The book begins with a conversation about how Ricard has evolved from aspiring scientist to ordained Buddhist monk. But after clarifying how and when Ricard abandoned his research career, the men begin to engage in a dialogue informed by pride, bitterness and sincerity. Much of the book is an elucidation of the Buddhist approach to life, and Ricard's insistence that Buddhism is not unflinching dogma, but a living, breathing framework, from which one can arrive at a spiritual destination. Revel seems incapable or unwilling of understanding this key point, and this tension speaks volumes about the differences between East and West, father and son. Even for a Buddhist monk, the very embodiment of serenity, Ricard's patience is repeatedly tried.

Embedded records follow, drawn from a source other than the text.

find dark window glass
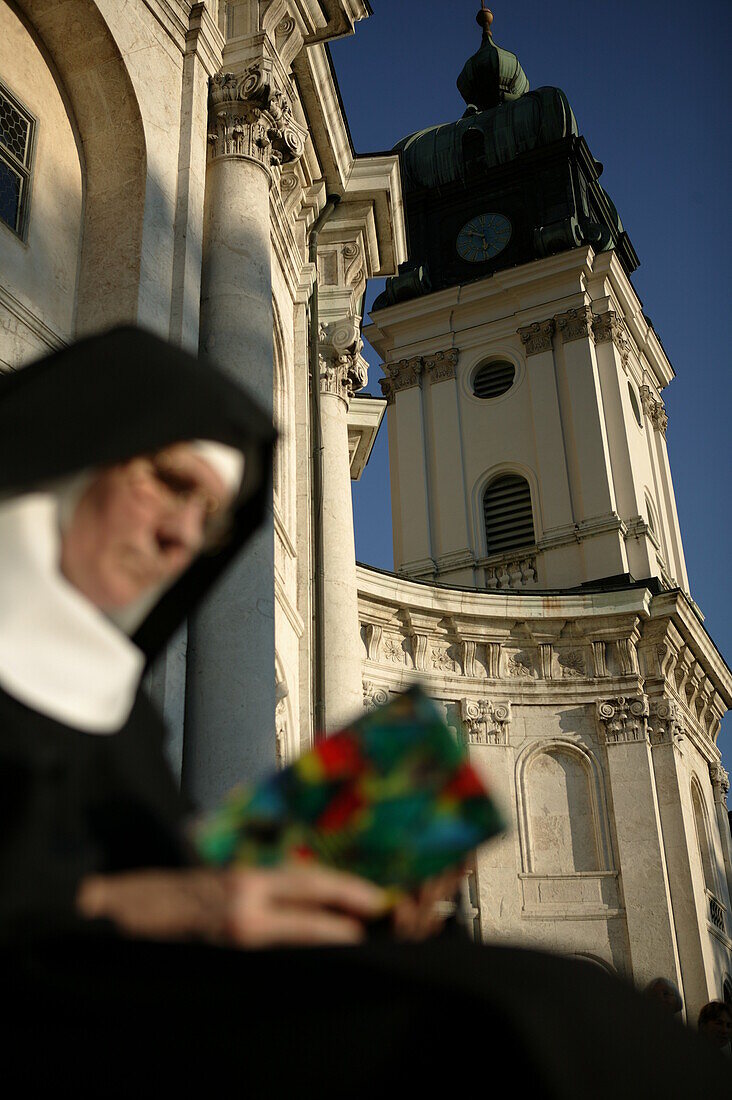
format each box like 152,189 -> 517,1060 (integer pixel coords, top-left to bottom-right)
0,82 -> 35,238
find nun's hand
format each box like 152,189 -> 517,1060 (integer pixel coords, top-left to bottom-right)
391,868 -> 466,942
77,866 -> 387,947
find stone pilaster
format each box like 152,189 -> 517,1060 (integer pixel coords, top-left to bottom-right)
597,693 -> 683,990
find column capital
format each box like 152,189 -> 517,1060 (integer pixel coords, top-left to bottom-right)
647,697 -> 686,749
592,309 -> 630,365
379,347 -> 460,403
639,383 -> 669,436
319,317 -> 367,406
460,698 -> 512,746
710,760 -> 731,801
596,694 -> 650,744
517,318 -> 555,356
555,305 -> 595,345
207,61 -> 307,171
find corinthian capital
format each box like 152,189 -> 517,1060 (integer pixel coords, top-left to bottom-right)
207,61 -> 307,170
319,317 -> 368,405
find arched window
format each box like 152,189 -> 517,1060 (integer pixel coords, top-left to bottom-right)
691,780 -> 716,896
483,474 -> 535,555
527,750 -> 600,874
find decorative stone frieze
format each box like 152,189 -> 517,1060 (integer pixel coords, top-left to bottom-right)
507,652 -> 535,679
710,760 -> 731,801
460,698 -> 511,746
363,623 -> 383,662
648,698 -> 685,747
592,310 -> 630,365
517,319 -> 555,356
558,649 -> 586,678
639,384 -> 668,436
363,680 -> 389,711
555,306 -> 595,344
207,63 -> 307,170
319,317 -> 368,405
591,640 -> 608,678
538,643 -> 553,680
596,695 -> 650,744
380,348 -> 459,403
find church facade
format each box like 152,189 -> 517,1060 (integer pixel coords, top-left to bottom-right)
1,0 -> 731,1019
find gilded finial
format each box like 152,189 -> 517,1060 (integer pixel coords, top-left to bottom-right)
477,2 -> 494,41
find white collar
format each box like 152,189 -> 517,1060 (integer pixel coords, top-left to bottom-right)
0,492 -> 145,733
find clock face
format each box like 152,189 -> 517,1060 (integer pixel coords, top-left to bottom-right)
456,213 -> 512,263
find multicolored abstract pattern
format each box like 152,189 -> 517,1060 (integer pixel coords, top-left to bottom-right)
195,686 -> 504,889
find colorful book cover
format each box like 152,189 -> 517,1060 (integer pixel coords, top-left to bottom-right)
195,686 -> 504,889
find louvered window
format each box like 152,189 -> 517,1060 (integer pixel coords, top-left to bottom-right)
473,360 -> 515,400
484,475 -> 535,555
0,81 -> 35,239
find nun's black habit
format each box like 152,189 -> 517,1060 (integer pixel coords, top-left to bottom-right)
0,329 -> 725,1095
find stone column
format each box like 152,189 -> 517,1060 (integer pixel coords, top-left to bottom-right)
318,319 -> 368,731
596,695 -> 683,992
183,62 -> 306,808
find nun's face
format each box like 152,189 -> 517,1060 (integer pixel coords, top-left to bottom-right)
60,444 -> 234,611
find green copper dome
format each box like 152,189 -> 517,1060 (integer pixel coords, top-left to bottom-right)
395,87 -> 578,192
457,32 -> 529,111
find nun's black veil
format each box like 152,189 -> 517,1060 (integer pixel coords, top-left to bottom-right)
0,325 -> 275,662
1,331 -> 725,1093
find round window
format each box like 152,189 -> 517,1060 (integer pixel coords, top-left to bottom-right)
628,382 -> 643,427
473,360 -> 515,400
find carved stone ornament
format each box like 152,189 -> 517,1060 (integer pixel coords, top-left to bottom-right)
363,680 -> 389,711
431,646 -> 457,673
648,698 -> 685,748
517,319 -> 555,356
380,349 -> 459,404
639,384 -> 668,436
506,653 -> 534,679
596,695 -> 649,744
319,317 -> 368,404
710,760 -> 731,800
555,306 -> 595,345
559,649 -> 585,678
592,311 -> 630,365
485,555 -> 536,590
424,349 -> 459,384
207,63 -> 307,170
460,698 -> 511,746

Both are trying to come to some understanding of what the other holds dear, while also resolutely defending their methods for tackling philosophy's primary quests -- eliminating the fear of death, while living the "good life." Their unique experiences traveling through life are certainly food for thought -- perhaps inspiring enough to start the reader on his or her own quest.
No dialogue, however enlightening it might be, could ever be a substitute for the silence of personal experience, so indispensable for an understanding of how things really are. Experience, indeed, is the path. And as the Buddha often said, "it is up to you to follow it," so that one day the messenger might become the message.
Travels with Charley in Search of America
By John Steinbeck
As one of the great American authors, Steinbeck has little to prove in terms of writing. But there came a time in his life where he began to get the sense that the America he had written of in his seminal works had morphed into something wholly unfamiliar. To reacquaint himself with a clearer picture of his motherland, he decided to set out on a three-month journey with his friend Charley the standard poodle. The natural beauty he encounters along the way in places like Montana and the redwood forests of California are juxtaposed against the ugly bigotry and closed-mindedness of many Americans he meets. This hatred is certainly very painful for Steinbeck, and the sad realization that his ideal vision of America -- an America where the loss of innocence may open the door for positive growth -- may never materialize makes for a melancholy experience.
Steinbeck is a natural reporter, able to convey scenes, such as his route through the changing New England foliage, with great accuracy. But he also injects his writing with experience and passion, and this is what makes "Travels with Charley" so engaging.
For many years I have traveled in many parts of the world. In America, I live in New York, or dip into Chicago or San Francisco. But New York is no more America than Paris is France or London is England. Thus, I discovered I did not know my own country.